Krankenversicherung ist Pflicht. Wenn du kein Einkommen hast, wird der Mindestbeitrag von ca 170 € fällig. Wenn du nicht zahlst (egal aus welchem Grund), laufen erhebliche Schulden auf.

Wieso hast du denn keinen Anspruch auf Grundsicherung?

Ist es in Deutschland eine Krankenversicherung einer Pflicht(gesetzlich)

Ja. Geregelt in § 193 VVG.

und ist es strafbar wenn man keine Krankenversicherung hat?

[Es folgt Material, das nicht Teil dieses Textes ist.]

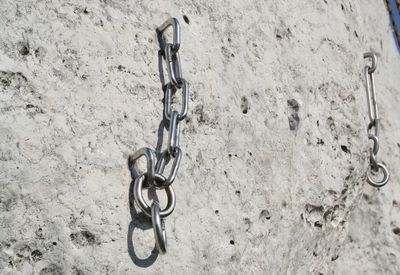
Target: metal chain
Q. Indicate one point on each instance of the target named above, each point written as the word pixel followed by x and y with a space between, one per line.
pixel 154 176
pixel 392 10
pixel 373 126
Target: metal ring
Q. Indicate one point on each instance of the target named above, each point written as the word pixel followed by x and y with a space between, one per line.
pixel 164 159
pixel 373 160
pixel 150 156
pixel 173 132
pixel 176 33
pixel 142 204
pixel 174 66
pixel 376 143
pixel 158 228
pixel 185 100
pixel 373 124
pixel 386 177
pixel 374 60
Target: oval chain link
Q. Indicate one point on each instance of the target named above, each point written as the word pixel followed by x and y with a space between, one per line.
pixel 373 135
pixel 153 177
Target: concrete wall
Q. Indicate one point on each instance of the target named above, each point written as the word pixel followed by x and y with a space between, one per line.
pixel 273 177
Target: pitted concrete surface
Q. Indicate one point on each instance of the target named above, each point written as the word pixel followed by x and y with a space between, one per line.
pixel 273 176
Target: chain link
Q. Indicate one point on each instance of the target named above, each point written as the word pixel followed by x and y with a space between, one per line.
pixel 373 126
pixel 153 177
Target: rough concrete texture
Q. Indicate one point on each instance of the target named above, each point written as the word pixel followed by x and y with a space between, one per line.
pixel 273 177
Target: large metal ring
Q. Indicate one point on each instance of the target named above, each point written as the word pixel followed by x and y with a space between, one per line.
pixel 142 204
pixel 158 228
pixel 386 177
pixel 151 163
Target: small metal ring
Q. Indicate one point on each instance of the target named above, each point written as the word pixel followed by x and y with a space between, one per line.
pixel 174 66
pixel 158 228
pixel 142 204
pixel 386 177
pixel 374 124
pixel 374 60
pixel 185 100
pixel 373 160
pixel 151 163
pixel 375 139
pixel 176 28
pixel 164 159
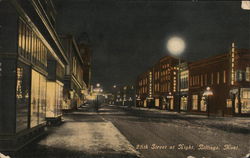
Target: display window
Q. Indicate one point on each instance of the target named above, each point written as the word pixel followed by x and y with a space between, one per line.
pixel 22 96
pixel 54 99
pixel 38 99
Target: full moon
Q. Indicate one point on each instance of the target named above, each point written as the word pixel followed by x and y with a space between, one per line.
pixel 176 46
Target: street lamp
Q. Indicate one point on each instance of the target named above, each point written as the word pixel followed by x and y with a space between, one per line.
pixel 176 47
pixel 208 92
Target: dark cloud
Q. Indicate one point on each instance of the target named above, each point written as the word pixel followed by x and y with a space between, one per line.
pixel 128 36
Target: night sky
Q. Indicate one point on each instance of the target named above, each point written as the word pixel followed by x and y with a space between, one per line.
pixel 129 36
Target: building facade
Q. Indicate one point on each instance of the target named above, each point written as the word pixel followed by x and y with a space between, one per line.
pixel 29 47
pixel 75 88
pixel 225 76
pixel 144 89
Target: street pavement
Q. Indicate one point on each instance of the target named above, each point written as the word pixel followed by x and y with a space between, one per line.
pixel 116 131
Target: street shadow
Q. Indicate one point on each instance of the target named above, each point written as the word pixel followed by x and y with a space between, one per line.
pixel 156 117
pixel 41 151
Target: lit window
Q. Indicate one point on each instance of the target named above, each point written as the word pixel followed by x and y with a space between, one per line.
pixel 224 76
pixel 194 102
pixel 248 74
pixel 212 78
pixel 218 77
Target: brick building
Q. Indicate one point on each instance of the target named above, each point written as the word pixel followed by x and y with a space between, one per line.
pixel 31 60
pixel 227 76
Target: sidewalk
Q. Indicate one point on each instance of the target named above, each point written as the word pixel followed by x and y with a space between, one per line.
pixel 83 134
pixel 229 124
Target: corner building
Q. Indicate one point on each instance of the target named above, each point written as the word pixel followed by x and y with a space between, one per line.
pixel 228 76
pixel 29 47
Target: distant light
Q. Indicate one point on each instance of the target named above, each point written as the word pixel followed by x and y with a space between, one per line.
pixel 176 46
pixel 98 85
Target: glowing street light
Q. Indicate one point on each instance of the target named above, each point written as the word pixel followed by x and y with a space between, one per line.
pixel 208 92
pixel 176 46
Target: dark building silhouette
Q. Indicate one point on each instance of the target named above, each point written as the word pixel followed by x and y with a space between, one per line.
pixel 217 85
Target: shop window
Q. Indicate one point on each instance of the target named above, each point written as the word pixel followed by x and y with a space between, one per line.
pixel 38 93
pixel 194 102
pixel 184 103
pixel 212 78
pixel 224 76
pixel 22 96
pixel 245 106
pixel 229 103
pixel 203 104
pixel 218 77
pixel 248 74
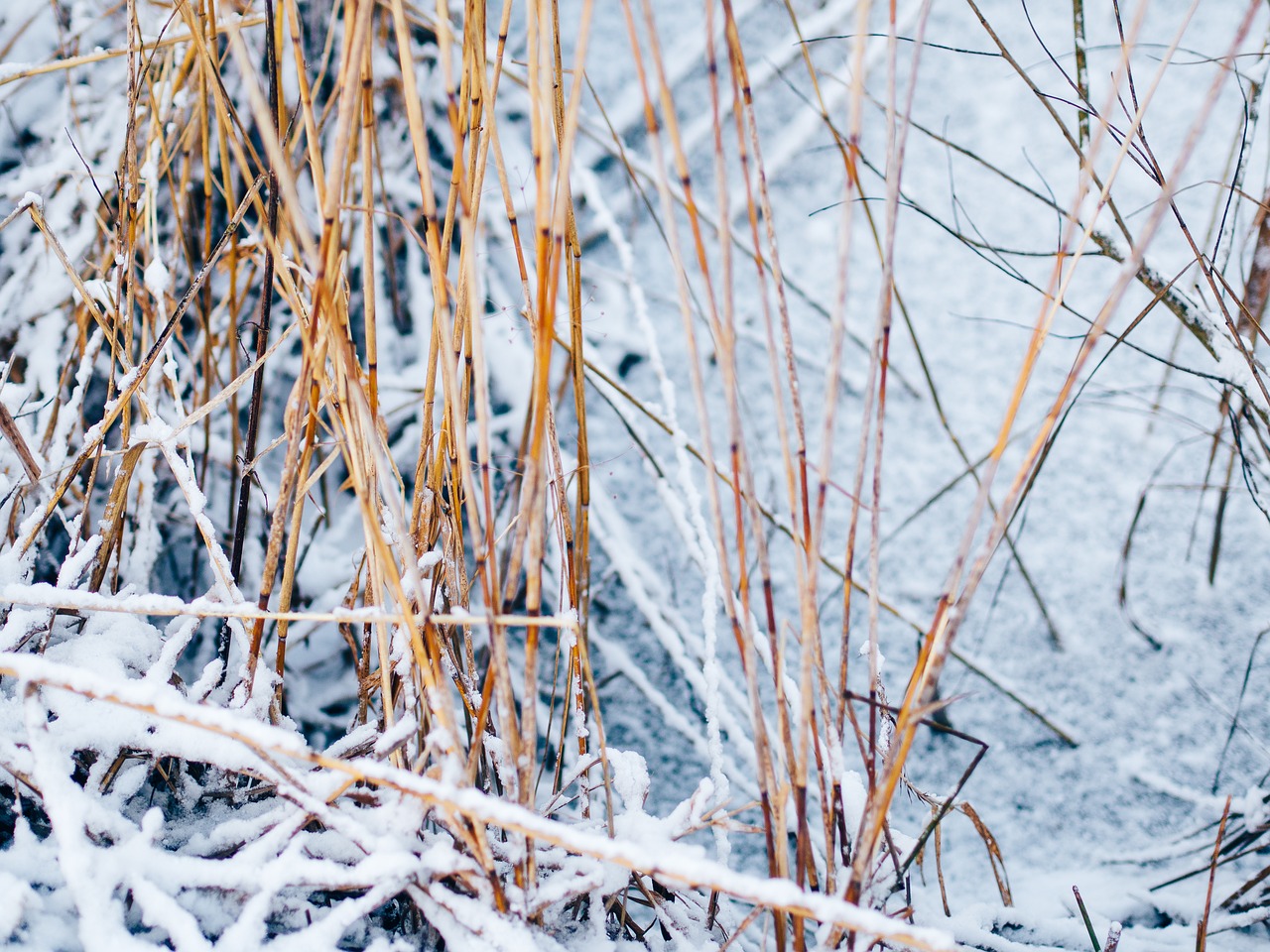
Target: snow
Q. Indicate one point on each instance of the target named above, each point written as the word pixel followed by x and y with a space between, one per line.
pixel 168 814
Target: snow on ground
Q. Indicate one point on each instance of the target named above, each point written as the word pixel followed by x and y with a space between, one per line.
pixel 1146 689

Nein. Es besteht aber eine Pflichtmitgliedschaft, was bedeutet, auch wenn man meint, unversichert zu sein, ist de jure ein rückwirkendes Wiederaufleben der letzten Verischerung erfolgt. Nur kann das der Versicherer nicht wissen, ehe es entweder auffällt oder aber der VN sich meldet. Und die Biträge sind rückwirkend nachzuzahlen.

Strafbar ist es nicht.

Aber es besteht allgemeine Versicherungspflicht. Eine Krankenversicherung ist ohne Nachweis des Verzugs ins Ausland oder der Weiterversicherung bei einer anderen Versicherung nicht kündbar.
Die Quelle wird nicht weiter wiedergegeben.